6. For enterprises that purchase and actually use the "Catalogue of Enterprise Income Tax Preferences for Special Equipment for Energy and Water Saving", "Catalogue of Enterprise Income Tax Preferences for Special Equipment for Environmental Protection" and "Special Equipment for Safety Production" If the equipment is equipped with special equipment for environmental protection, energy and water conservation, production safety, etc. stipulated in the Catalog of Preferential Enterprise Income Tax, 10% of the investment in the special equipment can be deducted from the enterprise's tax payable for the current year; if it is insufficient for the current year, it can be deducted. The credit can be carried forward for the next five tax years. (Finance and Taxation [2008] No. 48)

(10) Comprehensive utilization of resources

1. Taxpayers who sell self-produced comprehensive utilization products and provide comprehensive resource utilization services can enjoy added value Tax refund policy upon collection.
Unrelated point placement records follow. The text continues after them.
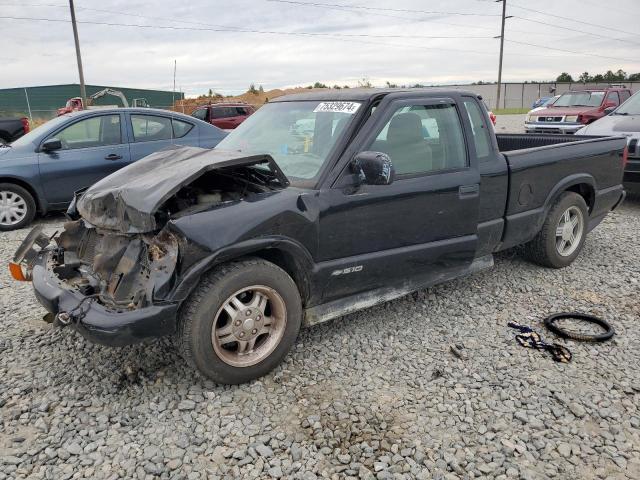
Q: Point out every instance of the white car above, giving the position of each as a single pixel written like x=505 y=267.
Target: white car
x=624 y=121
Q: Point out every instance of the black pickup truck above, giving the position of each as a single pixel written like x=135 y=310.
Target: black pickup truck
x=12 y=129
x=316 y=206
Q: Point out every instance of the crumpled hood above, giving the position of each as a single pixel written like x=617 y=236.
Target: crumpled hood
x=126 y=200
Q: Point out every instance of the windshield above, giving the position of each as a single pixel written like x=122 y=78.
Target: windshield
x=579 y=99
x=37 y=132
x=630 y=107
x=298 y=135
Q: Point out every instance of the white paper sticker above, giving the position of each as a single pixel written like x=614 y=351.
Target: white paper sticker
x=337 y=107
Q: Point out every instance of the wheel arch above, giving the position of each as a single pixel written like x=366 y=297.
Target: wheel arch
x=287 y=254
x=40 y=205
x=582 y=184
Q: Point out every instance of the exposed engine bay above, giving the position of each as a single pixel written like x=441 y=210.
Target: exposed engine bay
x=121 y=271
x=130 y=271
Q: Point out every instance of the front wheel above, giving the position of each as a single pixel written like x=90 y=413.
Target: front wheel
x=563 y=233
x=17 y=207
x=241 y=321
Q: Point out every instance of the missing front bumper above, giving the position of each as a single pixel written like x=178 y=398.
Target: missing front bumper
x=93 y=320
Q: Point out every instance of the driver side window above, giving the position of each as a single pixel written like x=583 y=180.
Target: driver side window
x=91 y=132
x=422 y=139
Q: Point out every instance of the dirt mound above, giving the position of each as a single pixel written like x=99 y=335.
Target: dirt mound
x=257 y=99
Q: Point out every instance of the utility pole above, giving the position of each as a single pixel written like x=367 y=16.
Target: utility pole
x=83 y=90
x=175 y=66
x=504 y=12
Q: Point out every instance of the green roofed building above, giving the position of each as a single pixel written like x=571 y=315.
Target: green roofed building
x=41 y=102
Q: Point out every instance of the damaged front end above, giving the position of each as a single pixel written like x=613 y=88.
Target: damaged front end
x=111 y=272
x=121 y=271
x=111 y=287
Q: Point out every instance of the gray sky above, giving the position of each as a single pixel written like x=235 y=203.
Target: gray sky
x=383 y=41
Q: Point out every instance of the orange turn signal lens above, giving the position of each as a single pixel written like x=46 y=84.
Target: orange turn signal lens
x=16 y=272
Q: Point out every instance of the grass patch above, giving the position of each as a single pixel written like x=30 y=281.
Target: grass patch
x=511 y=111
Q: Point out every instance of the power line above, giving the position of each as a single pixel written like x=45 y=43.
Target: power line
x=547 y=14
x=340 y=9
x=582 y=32
x=310 y=34
x=570 y=51
x=383 y=9
x=215 y=28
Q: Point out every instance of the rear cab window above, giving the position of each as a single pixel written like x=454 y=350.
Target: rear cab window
x=200 y=114
x=148 y=128
x=479 y=129
x=612 y=97
x=90 y=132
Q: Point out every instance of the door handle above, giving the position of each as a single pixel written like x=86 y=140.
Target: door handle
x=466 y=191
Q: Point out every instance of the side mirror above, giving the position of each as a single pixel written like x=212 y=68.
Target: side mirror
x=374 y=168
x=51 y=145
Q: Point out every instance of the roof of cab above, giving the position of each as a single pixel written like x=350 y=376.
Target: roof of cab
x=362 y=94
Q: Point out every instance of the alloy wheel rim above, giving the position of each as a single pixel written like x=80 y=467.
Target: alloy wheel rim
x=249 y=326
x=13 y=208
x=569 y=231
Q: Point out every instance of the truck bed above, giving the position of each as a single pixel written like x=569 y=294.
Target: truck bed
x=508 y=142
x=539 y=165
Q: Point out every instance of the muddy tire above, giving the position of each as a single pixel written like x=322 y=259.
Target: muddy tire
x=563 y=233
x=240 y=321
x=17 y=207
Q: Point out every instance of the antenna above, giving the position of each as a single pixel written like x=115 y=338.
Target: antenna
x=173 y=104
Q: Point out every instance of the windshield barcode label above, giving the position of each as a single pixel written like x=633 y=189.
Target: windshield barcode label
x=337 y=107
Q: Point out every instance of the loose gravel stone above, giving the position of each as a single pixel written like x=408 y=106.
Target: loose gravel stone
x=377 y=394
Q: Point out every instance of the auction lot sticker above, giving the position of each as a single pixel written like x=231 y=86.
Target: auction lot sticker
x=337 y=107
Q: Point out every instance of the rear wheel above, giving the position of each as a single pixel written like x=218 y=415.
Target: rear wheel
x=562 y=236
x=241 y=321
x=17 y=207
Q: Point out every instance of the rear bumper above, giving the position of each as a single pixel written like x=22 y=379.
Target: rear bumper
x=552 y=127
x=96 y=322
x=632 y=172
x=607 y=200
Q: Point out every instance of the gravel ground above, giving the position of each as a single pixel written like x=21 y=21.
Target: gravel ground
x=376 y=394
x=510 y=123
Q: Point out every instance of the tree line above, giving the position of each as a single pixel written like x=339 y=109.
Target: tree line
x=609 y=76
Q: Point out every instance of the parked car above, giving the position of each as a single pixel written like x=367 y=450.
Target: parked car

The name of the specific comprehensive utilization of resources, the names of comprehensive utilization products and services, technical standards and related conditions, tax refund ratios, etc. shall be implemented in accordance with the relevant provisions of the "VAT Preferential Catalog for Comprehensive Utilization of Resources Products and Services". (Finance and Taxation [2015] No. 78)

2. Implement value-added measures for taxpayers who sell self-produced new wall materials that are included in the "Catalogue of New Wall Materials Enjoying the Immediate Refund Policy of Value-Added Tax" The policy of refunding 50% of the tax as soon as it is collected. (Finance and Taxation [2015] No. 73)

3. For enterprises that use the resources specified in the "Comprehensive Resource Utilization Enterprise Income Tax Preferential Catalog" as the main raw materials, the production is not restricted or prohibited by the state and complies with relevant national and industry standards. The income from products shall be included in the total corporate income tax at a reduced rate of 90%.